Recursive logistic map vs continuous logistic function

[nomadreid]

how is the logistic function characterized by the differential equation
df(x)/dx = f(x)(1-f(x))
[with solution f(x)=1/(1+e^-x), but this is irrelevant to the question]
the continuous version of the logistic map, given by the recursive function:
x_n+1 = x_n(1-x_n)?
It would seem to me that, in order for the limit of the latter, as n goes to zero, to go to the former, you would need the latter to look like this:
x_n+1-x_n = x_n(1-x_n)

A second question: usually the logistic map is given by
x_n+1 = r.x_n(1-x_n) for some real r.
when taking the continuous version, does the r survive as
df(x)/dx = r.f(x)(1-f(x))?

Thanks.

 

[pasmith]

how is the logistic function characterized by the differential equation
df(x)/dx = f(x)(1-f(x))
the continuous version of the logistic map, given by the recursive function:
x_n+1 = x_n(1-x_n)?

It depends on what you mean by "continuous version". Given a suitable $f(x)$, you can either turn it into a continuous-time system by setting
$$\dot x = f(x)$$
or a discrete-time system by setting
$$x_{n+1} = f(x_n).$$
But it is not always the case that the two will behave similarly.

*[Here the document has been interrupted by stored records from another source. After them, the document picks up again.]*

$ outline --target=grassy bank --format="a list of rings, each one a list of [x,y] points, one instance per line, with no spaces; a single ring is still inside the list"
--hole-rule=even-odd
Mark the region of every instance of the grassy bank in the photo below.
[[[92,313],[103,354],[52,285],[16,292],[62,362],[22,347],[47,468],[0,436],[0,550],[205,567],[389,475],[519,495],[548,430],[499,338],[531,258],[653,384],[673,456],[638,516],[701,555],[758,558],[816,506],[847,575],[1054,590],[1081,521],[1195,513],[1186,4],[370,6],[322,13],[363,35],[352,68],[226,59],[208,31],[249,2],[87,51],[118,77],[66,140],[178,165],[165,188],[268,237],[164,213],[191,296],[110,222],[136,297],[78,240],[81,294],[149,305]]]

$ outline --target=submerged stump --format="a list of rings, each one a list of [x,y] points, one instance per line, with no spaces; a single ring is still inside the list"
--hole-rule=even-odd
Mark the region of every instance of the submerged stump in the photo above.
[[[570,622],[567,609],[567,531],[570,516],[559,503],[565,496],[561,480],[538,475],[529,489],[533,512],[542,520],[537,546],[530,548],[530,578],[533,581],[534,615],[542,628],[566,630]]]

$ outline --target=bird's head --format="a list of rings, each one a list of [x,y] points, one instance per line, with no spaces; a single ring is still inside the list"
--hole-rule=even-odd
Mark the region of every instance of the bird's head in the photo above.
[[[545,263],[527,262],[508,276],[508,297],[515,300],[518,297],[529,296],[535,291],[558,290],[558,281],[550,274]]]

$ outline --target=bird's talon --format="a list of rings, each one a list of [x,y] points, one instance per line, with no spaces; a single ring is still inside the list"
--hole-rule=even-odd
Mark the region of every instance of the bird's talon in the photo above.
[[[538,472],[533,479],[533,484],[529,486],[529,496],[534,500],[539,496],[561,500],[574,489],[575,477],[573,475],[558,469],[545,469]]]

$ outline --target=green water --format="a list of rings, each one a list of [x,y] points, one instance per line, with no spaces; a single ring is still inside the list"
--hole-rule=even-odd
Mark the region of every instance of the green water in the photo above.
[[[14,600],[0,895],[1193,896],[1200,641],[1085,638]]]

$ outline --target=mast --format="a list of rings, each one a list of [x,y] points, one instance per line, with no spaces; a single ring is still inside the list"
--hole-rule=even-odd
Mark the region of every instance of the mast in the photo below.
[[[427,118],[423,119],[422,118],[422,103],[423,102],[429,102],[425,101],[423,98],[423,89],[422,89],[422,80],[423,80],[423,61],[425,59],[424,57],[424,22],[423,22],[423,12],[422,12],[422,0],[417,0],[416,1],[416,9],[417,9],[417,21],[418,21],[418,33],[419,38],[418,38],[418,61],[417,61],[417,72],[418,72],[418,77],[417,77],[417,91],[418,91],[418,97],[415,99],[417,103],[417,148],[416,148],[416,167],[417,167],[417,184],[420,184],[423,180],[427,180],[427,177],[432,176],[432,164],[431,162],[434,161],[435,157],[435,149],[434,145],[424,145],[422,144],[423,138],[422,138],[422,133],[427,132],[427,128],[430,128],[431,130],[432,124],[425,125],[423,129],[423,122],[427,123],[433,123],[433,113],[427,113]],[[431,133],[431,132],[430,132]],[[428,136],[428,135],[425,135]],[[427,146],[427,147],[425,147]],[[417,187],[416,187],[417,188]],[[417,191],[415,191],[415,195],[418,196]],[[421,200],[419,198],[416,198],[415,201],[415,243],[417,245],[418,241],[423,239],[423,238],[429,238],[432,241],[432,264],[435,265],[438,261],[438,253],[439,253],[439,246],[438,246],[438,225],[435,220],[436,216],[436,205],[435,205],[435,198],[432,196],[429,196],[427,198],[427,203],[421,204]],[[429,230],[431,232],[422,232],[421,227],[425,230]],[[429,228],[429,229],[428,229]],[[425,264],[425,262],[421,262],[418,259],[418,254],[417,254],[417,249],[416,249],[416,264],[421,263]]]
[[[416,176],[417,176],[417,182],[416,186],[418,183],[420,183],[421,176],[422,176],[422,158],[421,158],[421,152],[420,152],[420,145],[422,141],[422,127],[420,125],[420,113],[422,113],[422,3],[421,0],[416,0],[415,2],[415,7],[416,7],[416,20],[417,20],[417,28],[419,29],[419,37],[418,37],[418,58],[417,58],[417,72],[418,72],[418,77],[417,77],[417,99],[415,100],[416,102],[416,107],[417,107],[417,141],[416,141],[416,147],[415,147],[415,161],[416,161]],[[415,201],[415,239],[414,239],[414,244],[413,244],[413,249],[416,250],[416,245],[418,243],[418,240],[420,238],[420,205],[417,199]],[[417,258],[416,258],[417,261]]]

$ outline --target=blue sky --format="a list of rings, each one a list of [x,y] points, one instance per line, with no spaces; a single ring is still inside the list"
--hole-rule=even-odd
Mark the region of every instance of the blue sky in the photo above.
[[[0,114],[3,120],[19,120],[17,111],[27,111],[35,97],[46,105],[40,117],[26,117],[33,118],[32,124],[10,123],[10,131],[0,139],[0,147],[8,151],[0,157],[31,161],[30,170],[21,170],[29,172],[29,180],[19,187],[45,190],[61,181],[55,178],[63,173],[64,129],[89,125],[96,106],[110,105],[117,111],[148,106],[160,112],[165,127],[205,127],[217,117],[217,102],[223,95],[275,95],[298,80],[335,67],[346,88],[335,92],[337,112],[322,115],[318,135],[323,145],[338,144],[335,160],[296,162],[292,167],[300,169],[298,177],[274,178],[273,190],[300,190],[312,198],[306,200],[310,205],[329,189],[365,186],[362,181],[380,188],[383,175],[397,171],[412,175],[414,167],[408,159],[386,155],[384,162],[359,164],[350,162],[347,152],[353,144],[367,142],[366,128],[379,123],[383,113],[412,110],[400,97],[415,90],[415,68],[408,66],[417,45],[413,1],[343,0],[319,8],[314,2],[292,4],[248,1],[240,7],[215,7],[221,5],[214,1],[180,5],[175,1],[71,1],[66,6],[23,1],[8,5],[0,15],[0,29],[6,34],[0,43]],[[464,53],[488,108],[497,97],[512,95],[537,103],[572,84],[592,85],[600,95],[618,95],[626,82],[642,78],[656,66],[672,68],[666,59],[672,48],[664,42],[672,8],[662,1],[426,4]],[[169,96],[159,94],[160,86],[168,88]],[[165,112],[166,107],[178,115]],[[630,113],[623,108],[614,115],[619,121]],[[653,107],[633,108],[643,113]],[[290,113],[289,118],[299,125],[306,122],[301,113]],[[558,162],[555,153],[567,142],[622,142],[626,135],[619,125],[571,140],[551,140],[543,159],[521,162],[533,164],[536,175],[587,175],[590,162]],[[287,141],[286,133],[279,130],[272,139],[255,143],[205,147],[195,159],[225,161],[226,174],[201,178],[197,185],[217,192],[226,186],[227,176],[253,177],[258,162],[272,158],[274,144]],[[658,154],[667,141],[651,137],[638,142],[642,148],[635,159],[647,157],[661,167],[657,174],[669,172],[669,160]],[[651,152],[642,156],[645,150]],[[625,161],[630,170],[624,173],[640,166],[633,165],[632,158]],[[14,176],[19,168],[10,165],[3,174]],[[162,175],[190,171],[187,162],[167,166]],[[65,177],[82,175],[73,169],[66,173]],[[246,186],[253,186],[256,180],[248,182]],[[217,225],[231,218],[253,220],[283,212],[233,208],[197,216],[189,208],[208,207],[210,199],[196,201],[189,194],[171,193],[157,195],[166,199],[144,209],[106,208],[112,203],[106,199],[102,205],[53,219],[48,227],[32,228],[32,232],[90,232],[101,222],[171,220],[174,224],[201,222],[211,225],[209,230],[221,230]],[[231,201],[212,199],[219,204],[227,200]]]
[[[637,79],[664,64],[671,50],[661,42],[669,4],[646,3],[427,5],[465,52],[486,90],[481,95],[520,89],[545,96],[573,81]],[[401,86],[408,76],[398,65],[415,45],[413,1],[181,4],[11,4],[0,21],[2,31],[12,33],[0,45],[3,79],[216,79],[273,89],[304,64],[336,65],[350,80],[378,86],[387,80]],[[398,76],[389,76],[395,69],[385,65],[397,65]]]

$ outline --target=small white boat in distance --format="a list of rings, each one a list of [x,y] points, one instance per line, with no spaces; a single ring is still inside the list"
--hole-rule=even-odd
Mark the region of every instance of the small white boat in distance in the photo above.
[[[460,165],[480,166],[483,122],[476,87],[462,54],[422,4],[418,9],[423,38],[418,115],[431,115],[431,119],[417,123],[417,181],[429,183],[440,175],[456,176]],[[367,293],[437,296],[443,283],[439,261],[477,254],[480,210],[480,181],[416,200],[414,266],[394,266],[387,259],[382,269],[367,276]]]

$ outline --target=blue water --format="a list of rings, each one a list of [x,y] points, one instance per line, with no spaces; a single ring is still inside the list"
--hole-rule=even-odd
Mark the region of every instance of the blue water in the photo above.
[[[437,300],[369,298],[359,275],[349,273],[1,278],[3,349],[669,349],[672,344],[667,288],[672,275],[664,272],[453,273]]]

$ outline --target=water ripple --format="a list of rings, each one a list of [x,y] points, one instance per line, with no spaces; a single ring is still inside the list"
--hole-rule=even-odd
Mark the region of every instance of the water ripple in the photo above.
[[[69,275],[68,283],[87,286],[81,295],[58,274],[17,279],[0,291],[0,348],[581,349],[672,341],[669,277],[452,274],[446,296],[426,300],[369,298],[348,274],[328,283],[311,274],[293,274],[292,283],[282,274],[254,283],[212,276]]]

A different idea is the approximation of a differential equation by a recurrence relation. If one sets $t = nh$ and $x_n = x(nh)$ for some $h > 0$ then one can approximate $\dot x(t)$ by $(x_{n+1} - x_n)/h$ to obtain
$$x_{n+1} = x_n + hf(x_n).$$
But this is not the same recurrence relation as $x_{n+1} = f(x_n)$.